GRASSI PAOLO (Enciclopedia)

Grassi, Paolo (1879-1974), direttore generale del Tesoro.

1. G. nasce a Treia (Macerata), terzo di cinque figli di una famiglia di proprietari terrieri. Per sfuggire alla volontà dei genitori, che lo indirizzano alla carriera ecclesiastica, si trasferisce a Roma, dove, nel 1904, vince il concorso del Ministero del Tesoro come volontario amministrativo. Il presidente della Commissione d’esame, Luigi Venosta, direttore generale della Cassa Depositi e Prestiti, ne nota le capacità, sicché G. svolge i primi incarichi presso tale Istituto. Nel 1906 si laurea in Giurisprudenza presso l’Università di Roma “La Sapienza” e nel 1908 supera il “concorso per merito distinto” al Ministero. Il presidente della commissione d’esame è Carlo Conti Rossini, orientalista e direttore generale del Tesoro dal 1917 al 1925, che diviene il mentore di Grassi. Nel 1911 G. sposa Pierina Gigli, dalla quale avrà due figlie: Gigliola e Mirella. Il citato “concorso per merito distinto” gli consente di accelerare notevolmente la carriera: diventa Primo segretario e, nel 1912, è Capo Sezione. Da quel momento, svolge delicati incarichi ispettivi in materia di istituti di emissione, di banche libere e di cambi.
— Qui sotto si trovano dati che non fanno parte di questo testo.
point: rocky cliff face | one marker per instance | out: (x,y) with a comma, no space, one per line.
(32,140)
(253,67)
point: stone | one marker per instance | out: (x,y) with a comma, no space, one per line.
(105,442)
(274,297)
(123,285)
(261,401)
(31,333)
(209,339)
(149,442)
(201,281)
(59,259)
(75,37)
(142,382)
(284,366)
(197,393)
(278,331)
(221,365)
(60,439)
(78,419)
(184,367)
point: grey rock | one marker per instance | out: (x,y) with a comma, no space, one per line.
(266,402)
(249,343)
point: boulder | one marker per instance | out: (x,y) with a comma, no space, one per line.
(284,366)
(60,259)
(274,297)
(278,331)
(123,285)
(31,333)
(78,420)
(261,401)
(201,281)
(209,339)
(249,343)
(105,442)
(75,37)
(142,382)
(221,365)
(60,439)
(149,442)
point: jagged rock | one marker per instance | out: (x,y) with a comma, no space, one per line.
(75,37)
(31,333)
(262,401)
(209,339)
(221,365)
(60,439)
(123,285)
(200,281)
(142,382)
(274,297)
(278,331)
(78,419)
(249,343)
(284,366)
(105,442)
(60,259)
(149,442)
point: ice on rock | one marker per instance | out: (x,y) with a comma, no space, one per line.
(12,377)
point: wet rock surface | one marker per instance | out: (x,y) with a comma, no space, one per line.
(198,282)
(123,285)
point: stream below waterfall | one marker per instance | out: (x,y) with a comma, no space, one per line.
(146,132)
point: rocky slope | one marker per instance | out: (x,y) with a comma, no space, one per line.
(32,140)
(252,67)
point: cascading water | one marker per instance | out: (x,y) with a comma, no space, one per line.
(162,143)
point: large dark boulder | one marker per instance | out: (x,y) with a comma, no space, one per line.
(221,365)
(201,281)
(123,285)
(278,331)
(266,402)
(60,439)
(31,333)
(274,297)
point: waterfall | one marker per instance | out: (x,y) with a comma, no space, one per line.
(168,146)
Nel 1913 viene nominato Cavaliere ufficiale. Nel 1918, superato il concorso per titoli, viene nominato vice ispettore alla Vigilanza degli istituti di emissione e dei servizi del Tesoro e l’anno successivo consegue il grado di Ispettore superiore. Sostenere presso l’Officina delle Carte Valori di Torino il maggior urto degl’impiegati e delle masse operaie durante le agitazioni e gli scioperi del 1919 e del 1920, dando prova di grande energia e di tatto. Nell’estate del 1921 svolge una delicata missione a Zara, in Dalmazia, dove si occupa della conversione della valuta nel territorio dalmata annesso all’Italia. Si convince allora dell’importanza di acquisire dimestichezza con la moneta e con le transazioni valutarie internazionali. 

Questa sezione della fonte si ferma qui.